5 In the case of both mandatory and voluntary offers, there are statutory requirements on the equal treatment of shareholders and on the information to be provided in the offer document, cf. Vphl. § 6-10, final paragraph and § 6-13. Asal. § 6-28 stipulates that neither the board of directors nor any other parties who represent the company may take any action which may confer on certain shareholders or other parties an unfair advantage at the expense of other shareholders or the company. This restriction also applies to the general meeting by virtue of Asal. § 5-21. The principle of equal treatment is also a requirement of Vphl. § 5-14.

6 In the case of an offer regulated by Vphl. Chapter 6, neither the board of directors nor the management of the target company may pass resolutions in respect of any matters outside the company’s normal day-to-day business operations in respect of the issue of shares, merger, purchase or sale of significant business areas or the purchase or sale of the company’s own shares, cf. Vphl. § 6-17. The restrictions in the Securities Trading Act do not apply if the general meeting has granted mandates for the board to make such decisions in anticipation of a take-over situation.

7 Vphl § 5-2 requires that a company shall on its own initiative promptly publish inside information which directly concerns the company. Vphl. § 5-3 permits a company to delay the publication of such information on particular terms in order not to harm its own legitimate business interests, subject to such delay not misleading the public and the information being kept confidential.

8 Section 4.5 of the Oslo Børs «Continuing obligations of stock exchange listed companies (Continuing obligations)» stipulates that listed companies must publish the planned timetable for publishing interim reports.

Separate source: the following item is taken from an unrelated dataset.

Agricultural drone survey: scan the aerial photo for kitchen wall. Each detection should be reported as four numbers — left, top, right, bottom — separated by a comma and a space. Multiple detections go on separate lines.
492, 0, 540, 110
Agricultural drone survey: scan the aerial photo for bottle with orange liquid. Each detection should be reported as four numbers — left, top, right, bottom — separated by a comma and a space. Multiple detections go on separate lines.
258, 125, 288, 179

9 Vphl. § 6-16 stipulates that the company’s board of directors must issue a statement on an offer and that the statement shall include information on the board of directors’ considered view of the implications of the offer in relation to the company’s interests, including what effect the offeror’s strategic plans may have for the company’s employees and for the location of the company’s activities, together with the view expressed by the company’s employees, and other matters material to evaluating whether the offer should be accepted by shareholders. If the board finds itself unable to give a recommendation to shareholders on whether or not to accept the offer, it should explain the background for not making such a recommendation. The statement must also provide information on the view, if any, expressed on the offer by members of the board of directors and the chief executive in their role as shareholders in the company. If the offer is made by anyone who is a member of the board of the company, or if the offer is made with the agreement of the company’s board, the stock exchange shall decide who shall issue the statement. The established practice of Oslo Børs is that the members of the board who are not disqualified by conflict of interest, even if they do not represent a quorum for decisions by the board, may normally issue such a statement. In the absence of such persons, and in certain cases where the current board is considered not be sufficiently independent, Oslo Børs will require that the statement be issued by an independent expert.